If the author is reading / or if I just missed it in the docs, were these 5000+ descriptions generated automatically somehow or by hand? Either way it's impressive
^ ^ ^ ^
The standard way to describe Hanzi is IDC codes. Those are used in Unicode proposals, and in the Unihan database.
I added IDC lookup to Pingtype's keyboard, which normally searches the radicals in a decomposition database. It's crude, but lets me input a traditional character when I can only recognise half of it.
On the other hand, people are working on it, so Mayan will probably at some point end up included in Unicode.
I don't think that something like that has been done before, but I think it's within the reach of the current state of the art for character recognition and image captioning.
The system is at heart logographic (so each squiggle means roughly one word, like "house" or "person") but you can't really do that at scale, it's too unwieldy (consider how many English words you use or are somewhat confident you would recognise if others used them), so you end up using two or three squiggles to make all but the most common words in modern Chinese writing.
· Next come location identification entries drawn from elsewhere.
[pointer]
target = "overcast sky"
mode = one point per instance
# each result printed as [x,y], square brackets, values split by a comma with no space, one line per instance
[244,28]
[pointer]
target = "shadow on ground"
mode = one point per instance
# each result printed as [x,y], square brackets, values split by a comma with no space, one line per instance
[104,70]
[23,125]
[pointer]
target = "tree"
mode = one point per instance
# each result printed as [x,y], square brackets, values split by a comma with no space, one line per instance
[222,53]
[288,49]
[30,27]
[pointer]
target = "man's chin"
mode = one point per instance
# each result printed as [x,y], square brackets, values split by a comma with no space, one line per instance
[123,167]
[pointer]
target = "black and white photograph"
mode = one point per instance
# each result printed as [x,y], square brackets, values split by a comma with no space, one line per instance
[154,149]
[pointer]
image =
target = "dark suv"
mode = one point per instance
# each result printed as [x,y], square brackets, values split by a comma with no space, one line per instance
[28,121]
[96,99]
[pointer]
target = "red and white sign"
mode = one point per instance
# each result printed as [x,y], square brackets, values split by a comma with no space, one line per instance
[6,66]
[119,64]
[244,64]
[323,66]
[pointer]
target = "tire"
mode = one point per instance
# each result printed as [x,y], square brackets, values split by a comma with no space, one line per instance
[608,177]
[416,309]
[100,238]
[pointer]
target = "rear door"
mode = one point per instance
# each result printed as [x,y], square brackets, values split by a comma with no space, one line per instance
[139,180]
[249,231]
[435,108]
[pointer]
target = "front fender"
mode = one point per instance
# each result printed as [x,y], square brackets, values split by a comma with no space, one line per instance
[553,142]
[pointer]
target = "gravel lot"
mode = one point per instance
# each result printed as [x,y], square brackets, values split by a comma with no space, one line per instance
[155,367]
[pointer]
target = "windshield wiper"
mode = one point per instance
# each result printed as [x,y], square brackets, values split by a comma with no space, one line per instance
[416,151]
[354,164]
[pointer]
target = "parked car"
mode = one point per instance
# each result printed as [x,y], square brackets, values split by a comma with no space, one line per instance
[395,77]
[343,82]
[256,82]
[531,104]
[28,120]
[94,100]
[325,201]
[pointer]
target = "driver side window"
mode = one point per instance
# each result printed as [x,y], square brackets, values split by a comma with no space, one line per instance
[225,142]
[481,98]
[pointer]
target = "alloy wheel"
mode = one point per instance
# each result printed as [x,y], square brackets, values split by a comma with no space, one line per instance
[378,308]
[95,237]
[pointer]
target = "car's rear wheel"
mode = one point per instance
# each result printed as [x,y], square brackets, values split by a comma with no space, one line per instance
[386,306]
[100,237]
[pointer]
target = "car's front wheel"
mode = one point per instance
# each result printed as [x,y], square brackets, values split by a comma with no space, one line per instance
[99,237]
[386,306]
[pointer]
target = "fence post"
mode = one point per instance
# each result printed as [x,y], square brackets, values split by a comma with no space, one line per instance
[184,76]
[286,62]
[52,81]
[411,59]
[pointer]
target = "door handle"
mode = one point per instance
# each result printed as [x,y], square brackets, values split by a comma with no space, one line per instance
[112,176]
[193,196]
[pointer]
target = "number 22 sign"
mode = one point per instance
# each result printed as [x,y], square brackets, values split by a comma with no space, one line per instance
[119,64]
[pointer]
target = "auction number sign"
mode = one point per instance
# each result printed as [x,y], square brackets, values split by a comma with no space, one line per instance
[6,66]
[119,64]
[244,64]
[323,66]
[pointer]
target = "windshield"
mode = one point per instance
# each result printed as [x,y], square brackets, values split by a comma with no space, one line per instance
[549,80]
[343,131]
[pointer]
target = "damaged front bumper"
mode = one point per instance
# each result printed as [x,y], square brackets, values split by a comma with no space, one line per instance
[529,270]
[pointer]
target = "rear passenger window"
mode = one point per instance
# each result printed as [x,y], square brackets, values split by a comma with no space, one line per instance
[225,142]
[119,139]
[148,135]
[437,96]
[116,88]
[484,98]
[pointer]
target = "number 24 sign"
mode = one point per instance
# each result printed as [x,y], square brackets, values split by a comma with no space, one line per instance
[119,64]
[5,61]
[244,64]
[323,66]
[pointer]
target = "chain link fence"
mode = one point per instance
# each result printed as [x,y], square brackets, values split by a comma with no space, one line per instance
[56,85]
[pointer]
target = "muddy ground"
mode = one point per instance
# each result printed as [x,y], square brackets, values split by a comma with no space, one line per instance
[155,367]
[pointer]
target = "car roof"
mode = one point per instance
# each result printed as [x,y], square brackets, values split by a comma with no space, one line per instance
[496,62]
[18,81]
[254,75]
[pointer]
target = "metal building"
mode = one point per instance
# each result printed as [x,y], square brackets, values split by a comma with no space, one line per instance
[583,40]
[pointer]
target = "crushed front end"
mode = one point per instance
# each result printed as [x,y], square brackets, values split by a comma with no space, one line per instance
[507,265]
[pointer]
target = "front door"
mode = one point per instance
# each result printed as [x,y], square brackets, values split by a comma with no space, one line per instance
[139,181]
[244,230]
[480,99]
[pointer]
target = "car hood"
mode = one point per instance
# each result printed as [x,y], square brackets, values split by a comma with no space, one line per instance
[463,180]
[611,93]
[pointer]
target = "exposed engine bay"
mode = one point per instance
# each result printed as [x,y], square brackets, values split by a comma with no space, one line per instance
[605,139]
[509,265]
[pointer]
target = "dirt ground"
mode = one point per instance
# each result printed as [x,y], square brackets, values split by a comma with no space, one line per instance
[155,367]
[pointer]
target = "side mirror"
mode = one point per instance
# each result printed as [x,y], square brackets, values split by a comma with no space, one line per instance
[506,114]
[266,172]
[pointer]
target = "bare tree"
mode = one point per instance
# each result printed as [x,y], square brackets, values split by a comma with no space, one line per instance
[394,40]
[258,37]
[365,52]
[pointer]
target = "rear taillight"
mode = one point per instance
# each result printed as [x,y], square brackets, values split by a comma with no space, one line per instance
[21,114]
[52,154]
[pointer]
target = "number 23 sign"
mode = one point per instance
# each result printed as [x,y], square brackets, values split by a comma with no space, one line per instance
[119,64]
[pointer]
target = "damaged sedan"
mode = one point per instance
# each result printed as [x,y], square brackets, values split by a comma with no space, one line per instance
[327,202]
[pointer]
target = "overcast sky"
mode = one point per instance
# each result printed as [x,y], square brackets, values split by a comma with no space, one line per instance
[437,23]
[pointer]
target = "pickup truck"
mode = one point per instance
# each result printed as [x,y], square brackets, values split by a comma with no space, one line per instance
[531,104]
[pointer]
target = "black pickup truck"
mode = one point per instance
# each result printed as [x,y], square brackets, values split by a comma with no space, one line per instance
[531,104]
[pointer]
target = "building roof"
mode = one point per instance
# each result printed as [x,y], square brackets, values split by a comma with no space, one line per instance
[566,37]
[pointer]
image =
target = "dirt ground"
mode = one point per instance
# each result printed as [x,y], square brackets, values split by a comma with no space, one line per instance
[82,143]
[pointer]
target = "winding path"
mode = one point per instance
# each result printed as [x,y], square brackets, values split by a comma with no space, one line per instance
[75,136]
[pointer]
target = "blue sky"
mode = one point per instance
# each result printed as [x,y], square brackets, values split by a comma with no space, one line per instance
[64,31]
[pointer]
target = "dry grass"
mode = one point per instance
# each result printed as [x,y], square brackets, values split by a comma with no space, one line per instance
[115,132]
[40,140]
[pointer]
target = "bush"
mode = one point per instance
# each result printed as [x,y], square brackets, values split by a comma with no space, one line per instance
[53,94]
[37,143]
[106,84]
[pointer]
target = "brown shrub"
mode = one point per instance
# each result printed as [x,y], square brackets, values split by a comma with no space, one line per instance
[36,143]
The individual logograms are often related to a pictogram, but that's also true of the Latin characters you used to write this. The letter A is probably distantly related to a drawing of the head of an ox.
Han logograms also incorporate entirely abstract (ie they were never attempting to be a picture "of" anything) indications of how they should sound or what the general topic is, as hints to a reader. These would not translate to your narrative description.
I'm aware of course of the pictographic character of the originally Phoenician alphabet. The thing is, I remember when I was learning to write, adults using visual metaphors to help me learn: "now draw a little cane" (for the Greek letter ιώτα), "now a little ring" etc. This was not always possible - for example, "A" was never described to me as a "plow" (I think that's what it actually stands for).
But, visual metaphor doesn't have to pre-exist. A new, arbitrary one can be invented. I mean, a certain brush stroke doesn't have to have a concrete and universally agreed-upon pictographic meaning. If one can be found that happens to work, then that'll do.
But that may be well beyond the state of the art for statistical machine learning algorithms, currently.